A coalition of trade organizations that includes The Real Estate Roundtable asked the IRS yesterday to issue regulatory guidance clarifying that unrealized gains and losses are not subject to tax under the new corporate alternative minimum tax (CAMT). Enacted under the Inflation Reduction Act of 2022, CAMT levies a 15% minimum tax on the adjusted financial statement income (book income) of certain large corporate taxpayers. (Coalition letter, March 15)

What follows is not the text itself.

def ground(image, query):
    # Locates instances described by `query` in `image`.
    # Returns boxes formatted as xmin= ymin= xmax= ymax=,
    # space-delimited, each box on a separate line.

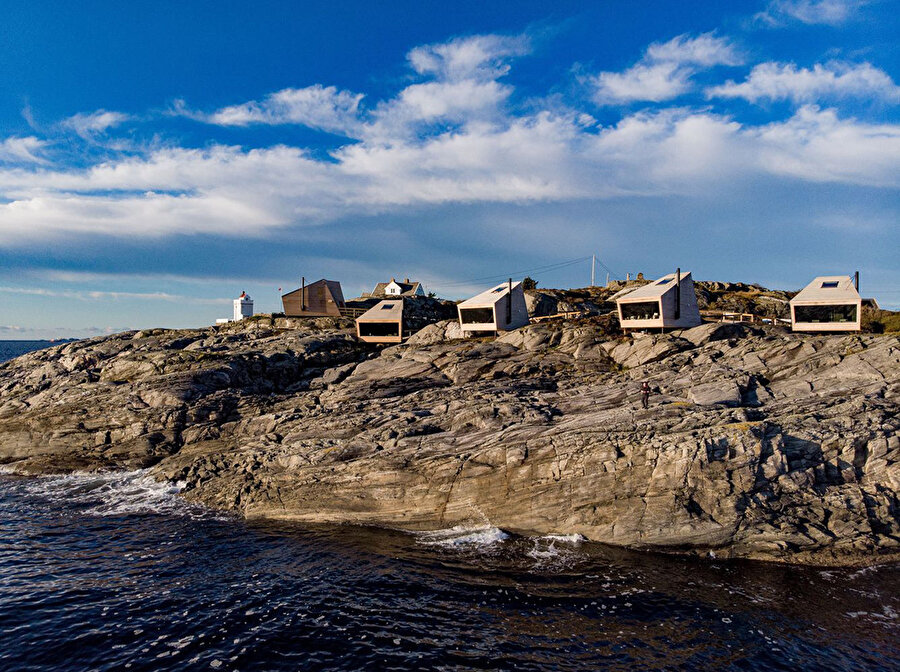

- Starting this year, the CAMT applies to firms with an average of $1 billion or more in profits in any three-year period and to foreign-parented U.S. firms with profits of over $100 million if the aggregated foreign group has over $1 billion in profits. Congress expressly exempted REITs from the tax. (Congressional Research Service, Jan. 19, 2023)
- The coalition’s comments respond to a Dec. 27, 2022 IRS Notice (2023-7) that states Treasury may issue future guidance intended “to help avoid substantial unintended adverse consequences” from the interaction of mark-to-market accounting and the CAMT. Congress granted the Treasury Secretary substantial regulatory authority to implement the new tax. (Debevoise & Plimpton, Jan. 3 and Gibson Dunn, Jan. 6)
Coalition Weighs In
- The coalition, which includes the American Investment Council, the U.S. Chamber of Commerce, and others, emphasized in its comments that providing a comprehensive exclusion for unrealized gains and losses that are marked-to-market for book purposes would be consistent with the legislative intent of the CAMT—and Congress’s rejection of prior proposals to tax unrealized gains.
- The coalition’s comments note that Treasury’s clarification would help avoid a patchwork of unprincipled and ad hoc rules that leave certain categories of unrealized gains and losses subject to tax. The result could distort investment decisions, create a disincentive for taxpayers to elect fair value accounting, and force taxpayers to sell real estate and other assets or borrow money to pay their taxes.
The Roundtable’s Tax Policy Advisory Committee (TPAC) and its partner organizations will continue to work with federal regulators on the CAMT guidance to prevent the unintended taxation of unrealized real estate gains and losses.